Ein Verfahrensmangel im Sinne des § 159 Abs. 2 Nr. 2 SGG, ist ein Verstoß gegen eine das Gerichtsverfahren regelnde Vorschrift oder aber ein Mangel der Entscheidung selbst (zu den Voraussetzungen des § 159 Abs. 1 SGG siehe Urteile des Landessozialgerichts (LSG) NRW vom 20.02.2002 - L 10 SB 141/01 -, vom 22.01.2003 - L 10 SB 111/02 -, vom 19.03.2008 - L 8 R 264/07 - sowie vom 27.11.2008 - L 2 KN 165/08 -). Hier liegen mehrere solcher wesentlicher Entscheidungsmängel vor: Das SG hat den Sachverhalt nicht ausreichend aufgeklärt und damit seiner Amtsermittlungspflicht gemäß §§ 103 und 106 SGG nicht genügt.

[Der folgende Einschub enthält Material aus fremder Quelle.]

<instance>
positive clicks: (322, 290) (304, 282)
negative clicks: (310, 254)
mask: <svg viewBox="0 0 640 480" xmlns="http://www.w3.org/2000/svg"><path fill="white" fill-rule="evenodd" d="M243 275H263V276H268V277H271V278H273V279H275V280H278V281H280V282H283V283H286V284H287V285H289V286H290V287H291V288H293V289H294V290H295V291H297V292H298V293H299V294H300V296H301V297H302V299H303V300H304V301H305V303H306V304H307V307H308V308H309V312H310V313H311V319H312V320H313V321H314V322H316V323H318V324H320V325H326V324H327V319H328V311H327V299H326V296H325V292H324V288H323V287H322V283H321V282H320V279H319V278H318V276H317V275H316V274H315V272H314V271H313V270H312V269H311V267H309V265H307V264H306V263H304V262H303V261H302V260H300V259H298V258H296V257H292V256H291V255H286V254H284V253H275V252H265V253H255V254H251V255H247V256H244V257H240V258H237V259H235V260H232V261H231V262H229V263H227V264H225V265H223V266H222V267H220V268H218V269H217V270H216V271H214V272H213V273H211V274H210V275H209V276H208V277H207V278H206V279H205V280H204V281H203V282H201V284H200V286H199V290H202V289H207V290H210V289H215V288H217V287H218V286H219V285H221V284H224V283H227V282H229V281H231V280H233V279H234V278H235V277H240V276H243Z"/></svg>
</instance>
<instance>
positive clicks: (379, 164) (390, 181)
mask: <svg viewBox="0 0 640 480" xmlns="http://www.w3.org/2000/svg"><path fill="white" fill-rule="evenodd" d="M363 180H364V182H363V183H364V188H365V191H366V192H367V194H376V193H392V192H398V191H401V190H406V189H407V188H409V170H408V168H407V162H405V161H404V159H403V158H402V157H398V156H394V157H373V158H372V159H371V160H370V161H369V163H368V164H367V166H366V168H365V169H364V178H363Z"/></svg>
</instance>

Das angefochtene Urteil verstößt gegen die zwingende Verfahrensvorschrift des § 103 SGG, weil das SG sich - auch ausgehend von seiner eigenen Rechtsauffassung - zu weiterer Beweiserhebung hätte gedrängt fühlen müssen. Der in § 103 SGG normierte Untersuchungsgrundsatz ist verletzt, wenn das Tatsachengericht Ermittlungen unterlässt, die es von seiner Rechtsauffassung ausgehend hätte anstellen müssen. Hierbei ist von sämtlichen Ermittlungsmöglichkeiten Gebrauch zu machen, die vernünftigerweise zur Verfügung stehen.

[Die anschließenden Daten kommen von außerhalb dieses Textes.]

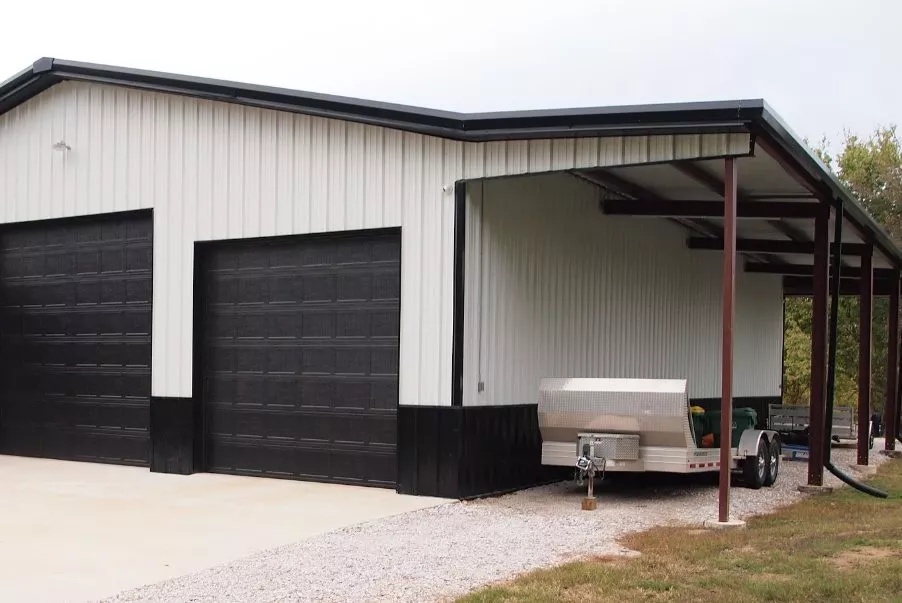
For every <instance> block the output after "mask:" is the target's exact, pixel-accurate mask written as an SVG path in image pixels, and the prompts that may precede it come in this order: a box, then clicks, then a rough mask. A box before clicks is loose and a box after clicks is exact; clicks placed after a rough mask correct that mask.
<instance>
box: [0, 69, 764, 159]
mask: <svg viewBox="0 0 902 603" xmlns="http://www.w3.org/2000/svg"><path fill="white" fill-rule="evenodd" d="M61 80H80V81H91V82H98V83H105V84H113V85H117V86H127V87H130V88H140V89H145V90H154V91H159V92H167V93H172V94H182V95H188V96H193V97H198V98H206V99H210V100H218V101H225V102H232V103H240V104H243V105H250V106H255V107H262V108H270V109H276V110H280V111H294V112H300V113H305V114H310V115H319V116H322V117H331V118H335V119H343V120H348V121H355V122H360V123H367V124H373V125H379V126H385V127H389V128H395V129H400V130H406V131H411V132H418V133H421V134H428V135H432V136H439V137H442V138H450V139H454V140H463V141H473V142H481V141H488V140H512V139H527V138H564V137H567V138H570V137H578V136H597V135H606V136H617V135H626V134H633V135H641V134H678V133H699V132H731V131H737V132H744V131H748V126H749V123H750V122H751V121H752V120H754V119H756V118H757V117H760V115H761V111H762V108H763V101H760V100H751V101H728V102H714V103H681V104H662V105H637V106H628V107H593V108H583V109H562V110H558V109H554V110H541V111H514V112H499V113H469V114H468V113H456V112H453V111H440V110H435V109H424V108H421V107H411V106H406V105H397V104H392V103H382V102H376V101H369V100H362V99H356V98H348V97H343V96H332V95H327V94H317V93H314V92H303V91H298V90H290V89H286V88H274V87H270V86H258V85H254V84H242V83H238V82H229V81H222V80H214V79H209V78H200V77H191V76H185V75H176V74H169V73H160V72H156V71H145V70H141V69H127V68H122V67H109V66H105V65H94V64H90V63H79V62H73V61H63V60H59V59H51V58H43V59H39V60H38V61H36V62H35V63H34V65H32V66H31V67H30V68H29V69H26V70H25V71H22V72H21V73H19V74H17V75H16V76H14V77H13V78H11V79H10V80H8V81H6V82H4V83H2V84H0V114H2V113H4V112H6V111H8V110H10V109H12V108H13V107H15V106H16V105H18V104H20V103H22V102H24V101H25V100H27V99H28V98H30V97H32V96H34V95H36V94H38V93H40V92H42V91H44V90H46V89H47V88H48V87H49V86H52V85H53V84H55V83H57V82H59V81H61Z"/></svg>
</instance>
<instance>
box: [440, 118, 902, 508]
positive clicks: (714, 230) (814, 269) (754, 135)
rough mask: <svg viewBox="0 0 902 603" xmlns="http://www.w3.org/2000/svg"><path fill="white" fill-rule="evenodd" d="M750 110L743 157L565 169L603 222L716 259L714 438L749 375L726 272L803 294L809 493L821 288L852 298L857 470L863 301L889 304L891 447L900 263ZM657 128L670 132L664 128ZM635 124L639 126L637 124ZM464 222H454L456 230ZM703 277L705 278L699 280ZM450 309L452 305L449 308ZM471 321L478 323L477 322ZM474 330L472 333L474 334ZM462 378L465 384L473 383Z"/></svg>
mask: <svg viewBox="0 0 902 603" xmlns="http://www.w3.org/2000/svg"><path fill="white" fill-rule="evenodd" d="M754 106H755V110H754V111H753V112H754V113H755V116H754V117H753V118H751V119H750V120H749V121H748V122H746V123H745V125H744V127H746V128H748V130H749V131H750V133H751V134H752V136H751V138H750V148H749V151H748V153H747V154H746V155H741V156H726V157H720V158H711V157H707V158H703V159H692V160H673V161H668V160H663V161H654V162H650V163H644V164H635V165H622V164H621V165H614V166H611V167H596V168H585V169H575V170H569V171H568V173H569V174H570V175H572V176H574V177H576V178H578V179H580V180H583V181H587V182H590V183H592V184H594V185H595V186H596V187H597V189H598V198H599V209H600V210H601V212H602V213H603V214H604V215H606V216H621V217H629V218H632V219H634V220H656V219H657V220H665V221H668V222H671V223H674V222H675V223H677V224H679V225H680V226H681V227H682V228H683V229H684V232H685V246H686V248H688V249H689V250H691V251H692V253H694V254H710V253H711V252H722V260H723V261H722V295H721V298H720V299H721V300H722V307H721V310H720V312H721V316H722V319H721V320H722V323H721V324H722V332H721V338H720V344H721V350H720V351H721V354H720V362H721V367H720V374H721V375H722V376H723V378H722V379H721V382H720V385H721V389H720V404H721V406H722V409H723V412H722V415H721V420H722V427H721V428H722V431H723V432H729V430H730V426H731V423H732V417H731V411H732V407H733V398H734V395H735V388H734V385H733V383H732V381H733V378H734V376H735V375H737V374H741V373H742V372H743V371H745V370H748V369H749V364H748V361H746V362H745V364H743V363H741V362H739V363H737V362H736V361H734V353H733V350H734V341H735V340H734V321H735V313H736V282H737V274H746V275H774V276H776V277H777V278H779V279H780V280H781V283H782V290H783V294H784V295H806V296H811V297H812V298H813V300H814V304H813V313H814V314H813V333H812V350H811V366H812V376H811V380H812V381H811V411H810V413H811V424H810V427H809V429H810V448H811V452H810V460H809V471H808V484H809V485H811V486H821V485H822V484H823V472H824V467H825V460H826V459H825V455H826V453H827V450H828V446H829V436H828V435H827V434H828V431H827V428H826V424H827V417H826V416H825V415H826V413H827V408H828V406H827V400H828V393H829V386H828V344H829V342H828V320H827V319H828V305H829V304H828V302H829V297H830V293H829V291H828V287H829V286H830V284H831V282H834V284H835V285H836V286H838V287H839V292H840V294H842V295H850V294H852V295H860V296H861V299H862V303H861V325H862V334H863V335H862V338H861V347H860V363H861V375H862V376H863V378H862V381H861V384H860V391H859V396H860V399H859V414H858V420H859V422H860V428H859V442H858V446H859V462H860V463H861V464H867V446H868V441H867V435H868V433H869V428H868V425H869V421H870V416H869V414H870V413H869V409H870V406H871V401H870V399H869V391H870V390H869V385H870V383H869V376H870V356H871V341H870V333H871V329H872V325H871V308H872V303H873V296H874V295H888V296H890V299H891V302H892V309H893V310H892V311H891V319H890V324H889V325H886V326H884V325H874V326H873V328H887V327H888V328H889V332H890V342H891V343H890V350H891V351H890V359H889V369H888V379H887V380H888V388H887V394H886V423H887V426H888V430H893V431H890V432H888V437H887V443H886V447H887V448H888V449H892V448H894V437H895V431H894V429H895V425H896V421H897V420H896V417H897V416H898V409H897V405H898V379H897V376H898V370H899V367H898V364H899V362H898V353H897V350H898V345H899V334H898V331H899V329H898V320H896V319H895V317H896V315H897V313H898V299H899V284H900V279H899V266H900V261H902V256H900V252H899V250H898V248H897V247H896V246H895V244H894V243H893V241H892V240H891V239H890V238H889V237H888V235H887V234H886V233H885V232H884V231H883V229H882V228H881V227H880V226H879V225H877V224H876V223H875V222H874V221H873V219H872V218H870V216H868V215H867V213H866V212H865V211H864V210H863V209H862V208H861V207H860V206H859V205H858V203H857V201H856V200H855V199H854V198H853V197H852V196H851V194H850V193H849V192H848V191H847V190H846V189H845V188H844V187H843V186H842V185H841V184H840V183H839V182H838V181H837V180H836V179H835V177H834V176H833V175H832V174H831V173H830V172H829V170H827V169H826V168H825V167H824V166H823V165H822V164H821V163H820V162H819V161H818V160H817V159H816V158H815V157H814V156H813V155H812V154H811V153H810V151H808V149H807V148H806V147H805V146H804V145H803V144H802V143H801V142H800V141H799V140H798V139H797V138H796V137H795V136H794V135H793V134H792V133H790V132H789V131H788V130H786V129H785V128H784V127H783V126H782V124H781V122H780V121H779V120H778V119H777V118H776V117H775V116H774V115H773V114H772V113H771V112H770V110H769V108H768V107H767V106H766V105H764V104H763V103H757V104H754ZM693 108H695V109H697V107H693ZM662 111H663V109H662ZM737 111H738V110H737ZM690 114H691V111H690V108H689V107H687V108H683V109H682V110H681V109H679V108H674V109H673V112H672V113H670V114H668V115H667V117H669V118H670V119H671V120H673V122H678V121H679V120H680V119H686V118H687V117H688V116H689V115H690ZM737 114H741V111H738V113H737ZM656 117H662V116H661V115H656ZM692 117H694V118H698V117H699V114H698V113H695V114H692ZM620 119H623V120H629V119H637V116H636V114H633V115H627V114H624V115H622V116H620ZM669 125H670V127H676V126H674V124H673V123H671V124H669ZM645 127H646V128H650V127H651V126H650V125H648V124H646V125H645ZM721 127H722V126H721ZM686 128H687V129H689V128H696V129H697V131H699V132H702V131H705V130H704V128H703V127H701V126H699V124H698V123H694V124H687V125H686ZM478 182H479V181H469V182H467V183H466V187H467V188H468V189H469V190H470V191H471V194H472V191H474V190H477V191H478V192H477V193H476V195H477V196H483V195H487V194H488V193H485V192H484V184H485V181H483V182H482V184H479V183H478ZM461 189H463V187H461ZM562 194H568V193H562ZM458 197H459V202H461V203H462V202H465V199H466V195H463V194H461V195H458ZM461 200H463V201H461ZM479 211H482V210H479ZM561 211H564V210H563V209H562V210H561ZM459 213H460V212H459ZM463 213H464V214H465V213H466V212H463ZM465 219H466V218H465V217H464V218H461V217H458V224H462V223H463V222H464V221H465ZM837 220H841V222H842V226H843V229H842V239H841V242H842V243H841V245H838V244H835V243H834V238H835V234H833V232H834V231H835V228H834V227H835V226H836V221H837ZM457 234H458V236H459V237H463V236H468V237H469V236H474V235H473V233H470V232H469V231H467V233H466V235H464V234H463V233H461V232H458V233H457ZM480 236H481V235H480ZM468 240H469V239H468ZM481 245H482V243H480V246H481ZM831 258H833V259H834V260H838V261H839V264H838V266H839V271H840V275H841V277H840V280H839V281H831V280H830V275H831V268H830V261H831ZM707 278H708V279H716V278H717V277H716V276H715V273H713V272H709V274H708V276H707ZM460 280H462V279H460ZM459 282H460V281H459ZM458 303H461V304H462V303H463V301H462V300H458ZM474 320H478V321H480V322H481V321H484V320H485V319H484V318H483V317H482V316H480V317H478V318H477V319H474ZM479 329H480V332H481V329H482V327H481V326H480V327H479ZM480 354H481V347H480ZM463 372H466V371H463ZM540 376H546V375H540ZM646 376H647V375H646ZM661 376H662V377H663V376H668V377H670V376H672V375H661ZM459 377H460V375H459V374H457V375H456V376H455V383H457V382H458V379H459ZM468 377H472V375H468ZM477 380H478V384H479V385H478V386H479V387H480V388H482V387H484V385H483V379H482V378H481V377H480V378H478V379H477ZM464 381H465V382H466V383H470V381H474V379H472V378H467V379H465V380H464ZM480 391H482V390H480ZM464 405H465V406H466V405H467V403H466V402H465V403H464ZM890 426H892V427H890ZM729 459H730V450H729V440H728V439H725V440H724V441H723V447H722V449H721V463H720V468H721V480H720V481H721V497H720V508H719V520H720V521H726V520H727V519H728V518H729Z"/></svg>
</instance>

Das SG konnte hier angesichts der in Frage stehenden psychischen und sonstigen Erkrankungen des Klägers nicht ohne eigene medizinische Ermittlungen entscheiden. Das im Wege des Urkundenbeweises herangezogene Gutachten des Beklagten ist zum einen nicht mehr aktuell und zum anderen hinsichtlich des Befunds - anders als vom SG dargelegt - nicht in vollem Umfang vom behandelnden Arzt bestätigt. Denn die Aussage von Dr. G, das vom Beklagten eingeholte Gutachten von Dr. L sei "nicht fehlerhaft", ist unzureichend, da nicht bekannt ist, in welchem Umfang dem behandelnden Arzt die Grundsätze einer versorgungsrechtlichen Kausalitätsbewertung und GdS-Einschätzung vertraut sind. Bei einer solchen Sachlage bedarf es einer Klärung durch ein eigenes gerichtliches Gutachten - so wie es die Beteiligten hier auch beantragen.
II.
Die aufgezeigten Verfahrensmängel sind wesentlich. Denn ohne aufwändige Ermittlungen könnte nicht in der Sache entschieden werden. Das erkennende Gericht könnte nämlich gegenwärtig nicht selbst ohne weitere Beweiserhebung in Form von (zumindest einem) weiteren Sachverständigengutachten abschließend über den geltend gemachten Anspruch entscheiden. Hierbei handelt es sich um umfangreiche Ermittlungen, die entsprechend dem auch für die Auslegung des § 159 SGG heranzuziehenden Rechtsgedanken des § 130 Abs. 2 der Verwaltungsgerichtsordnung sowohl unter dem Gesichtspunkt der Prozessökonomie als auch des Erhalts beider Tatsacheninstanzen die Aufhebung und Zurückverweisung an das SG gebieten (so auch LSG NRW im Urteil L 8 R 264/07 a. a. O.). Andernfalls bestünde nicht zuletzt auch die Gefahr, dass die Sozialgerichte zu schlichten Durchlaufstationen degradiert werden.
III.
Das erkennende Gericht macht von dem ihm in § 159 SGG eingeräumten Ermessen unter Abwägung der Interessen der Beteiligten an einer baldigen Sachentscheidung und dem o. g. Grundsatz der Prozessökonomie einerseits sowie dem Verlust einer Tatsacheninstanz andererseits im entschiedenen Sinne Gebrauch. Es überwiegen vorliegend die Schutzinteressen der (mit der Zurückverweisung einverstandenen) Beteiligten an einem ordnungsgemäßen Verfahren.
Die Kostenentscheidung bleibt dem SG vorbehalten.
Die Voraussetzungen für die Zulassung der Revision liegen nicht vor (§ 160 Abs. 2 SGG).